Data from DeFiLlama, a DeFi (or decentralized finance) aggregator, shows that the TVL in Ethereum’s liquid restaking was about $284 million at the start of the year. But by December 15, the figure had flourished to reach an impressive $17.26 billion.
What’s boosted this liquid restaking trend is the introduction of liquid restaking tokens (LRTs). These LRTs make it less complex for you to stake your Ether (ETH) and get more out of your investment in DeFi.
Here’s how it works: In liquid staking, if you want to maintain access to your resources while being involved in network security, you’ll get derivative tokens that represent the value of what you’ve staked. Then, you can use these tokens for other DeFi activities like trading or lending, which means you still have liquidity.
With LRTs, there’s an added benefit. If you’ve already staked ETH to secure Ethereum, you could also stake the derivative tokens you got to help secure a specific blockchain application or layer-2 network.
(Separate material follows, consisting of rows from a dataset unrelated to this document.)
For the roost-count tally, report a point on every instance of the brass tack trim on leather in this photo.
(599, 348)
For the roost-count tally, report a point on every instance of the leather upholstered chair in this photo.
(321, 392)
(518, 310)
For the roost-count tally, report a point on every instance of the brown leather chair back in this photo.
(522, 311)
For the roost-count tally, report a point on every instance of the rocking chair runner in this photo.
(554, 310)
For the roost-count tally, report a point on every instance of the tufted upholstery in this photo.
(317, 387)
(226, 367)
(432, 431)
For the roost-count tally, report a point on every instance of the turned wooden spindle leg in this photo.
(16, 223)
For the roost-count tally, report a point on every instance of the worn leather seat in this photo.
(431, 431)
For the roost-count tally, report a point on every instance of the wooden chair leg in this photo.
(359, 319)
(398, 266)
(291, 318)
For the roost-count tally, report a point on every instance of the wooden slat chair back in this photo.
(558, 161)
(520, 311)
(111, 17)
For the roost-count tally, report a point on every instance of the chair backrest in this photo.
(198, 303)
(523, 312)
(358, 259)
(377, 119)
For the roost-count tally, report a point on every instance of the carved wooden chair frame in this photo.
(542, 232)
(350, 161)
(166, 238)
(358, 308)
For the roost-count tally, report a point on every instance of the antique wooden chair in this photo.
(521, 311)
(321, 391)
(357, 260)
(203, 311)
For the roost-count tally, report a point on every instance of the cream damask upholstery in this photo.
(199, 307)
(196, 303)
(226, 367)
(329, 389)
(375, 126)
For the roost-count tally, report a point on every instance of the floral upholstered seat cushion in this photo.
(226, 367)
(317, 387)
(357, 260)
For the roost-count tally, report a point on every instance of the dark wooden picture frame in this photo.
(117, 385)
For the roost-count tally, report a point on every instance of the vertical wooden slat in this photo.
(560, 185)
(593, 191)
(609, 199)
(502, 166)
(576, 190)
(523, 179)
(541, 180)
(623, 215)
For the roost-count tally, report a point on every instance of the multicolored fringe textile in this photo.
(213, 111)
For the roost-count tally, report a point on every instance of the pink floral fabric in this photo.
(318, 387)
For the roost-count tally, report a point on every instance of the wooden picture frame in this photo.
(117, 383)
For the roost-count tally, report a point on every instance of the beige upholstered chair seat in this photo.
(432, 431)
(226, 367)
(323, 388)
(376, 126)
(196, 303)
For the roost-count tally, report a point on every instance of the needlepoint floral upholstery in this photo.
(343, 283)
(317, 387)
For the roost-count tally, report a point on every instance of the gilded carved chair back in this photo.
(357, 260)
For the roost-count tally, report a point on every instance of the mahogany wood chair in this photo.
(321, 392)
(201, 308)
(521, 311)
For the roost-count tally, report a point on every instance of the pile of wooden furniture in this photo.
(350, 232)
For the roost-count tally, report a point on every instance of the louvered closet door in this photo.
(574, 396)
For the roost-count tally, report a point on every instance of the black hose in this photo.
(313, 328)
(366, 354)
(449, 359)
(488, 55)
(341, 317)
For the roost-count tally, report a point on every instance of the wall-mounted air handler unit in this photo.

However, LRTs do come with some risks. The value of derivative tokens can be affected by depegging or price volatility. This risk grows with LRTs because they’re exposed to several networks. And, if one network fails, it could lead to more considerable losses.
Ether.fi is the top dog in the LRT market, holding over 50% of the market’s TVL. According to DeFiLlama, this platform has about $9.17 billion of restaked assets. Industry experts credit Ether.fi’s popularity to its super straightforward restaking model, making it easy for everyone to benefit.